I understand the TYPE of game you are creating, and there was a time I did these myself. Mostly, TBH, I just found the ratio of work to fun is WAY high and zero prep worked even better. Hand over direction of where things go to the players, to a degree and just present obstacles.I run games like Emberashh and have run the same adventures for different groups and got totally different games.
Here is an example: pretend the "sandbox" is Western Europe, 1944. The GM has a plan that (barring player interference) addresses which way thr course of the war goes, which cities are leveled, etc.
Now....based on the players you can wind up with Saving Private Ryan, Inglorious Basterds or Overlord. Or one of a million other stories, which may, or may not, impact the arc of the setting.
I will generally lay out easy plot hooks that appeal to the characters based on the kind of game discussed in Session -1 (aka the "what game are we playing next" session) and Session 0. Inglorious Basterds get the French 5th column. Overlord gets drafted. Saving Private Ryan requires a bit more custom-crafted openings.

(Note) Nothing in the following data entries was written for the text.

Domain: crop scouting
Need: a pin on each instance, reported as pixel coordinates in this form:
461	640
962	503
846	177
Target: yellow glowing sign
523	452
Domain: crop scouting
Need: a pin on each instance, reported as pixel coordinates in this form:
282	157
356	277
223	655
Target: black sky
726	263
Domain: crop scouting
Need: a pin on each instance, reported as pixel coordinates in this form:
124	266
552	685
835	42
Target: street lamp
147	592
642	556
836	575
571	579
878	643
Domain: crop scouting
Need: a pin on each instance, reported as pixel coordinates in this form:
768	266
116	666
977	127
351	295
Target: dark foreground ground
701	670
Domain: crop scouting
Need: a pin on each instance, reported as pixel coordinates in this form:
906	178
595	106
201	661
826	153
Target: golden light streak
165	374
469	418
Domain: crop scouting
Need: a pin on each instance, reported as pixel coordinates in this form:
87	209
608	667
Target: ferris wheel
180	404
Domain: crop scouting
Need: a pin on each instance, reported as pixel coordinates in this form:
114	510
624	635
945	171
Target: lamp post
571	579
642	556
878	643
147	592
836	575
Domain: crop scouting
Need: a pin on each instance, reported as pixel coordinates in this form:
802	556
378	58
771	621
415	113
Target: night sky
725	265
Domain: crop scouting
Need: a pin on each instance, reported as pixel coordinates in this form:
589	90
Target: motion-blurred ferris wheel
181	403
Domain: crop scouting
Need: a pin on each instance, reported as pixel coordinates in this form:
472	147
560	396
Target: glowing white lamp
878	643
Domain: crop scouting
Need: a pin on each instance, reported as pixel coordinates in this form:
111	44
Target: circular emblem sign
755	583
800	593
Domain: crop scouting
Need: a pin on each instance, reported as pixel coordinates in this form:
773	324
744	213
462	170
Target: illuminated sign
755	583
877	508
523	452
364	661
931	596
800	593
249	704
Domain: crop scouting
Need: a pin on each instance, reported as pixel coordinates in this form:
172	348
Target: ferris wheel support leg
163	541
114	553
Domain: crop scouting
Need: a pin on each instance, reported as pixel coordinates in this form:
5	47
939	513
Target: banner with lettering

If midway through Ryan, they decide to pull a Basterds, OK. But Ryan could very well die. Or maybe they so disrupt the Reich that D-day doesn't happen.
Only time will tell.
I disagree. I don't think you've actually tried what @pemerton, or @Manbearcat do. I have yet to discover players who don't yearn to craft that story, to play fully fleshed out characters.Addendum: IME most players can't generate/spare the emotional energy for "driven" characters. They want a Forrest Gump game, where fate drops a metric ton of improbable opportunities to be "in the room where it happens" and their character can step up or just enjoy being in the background.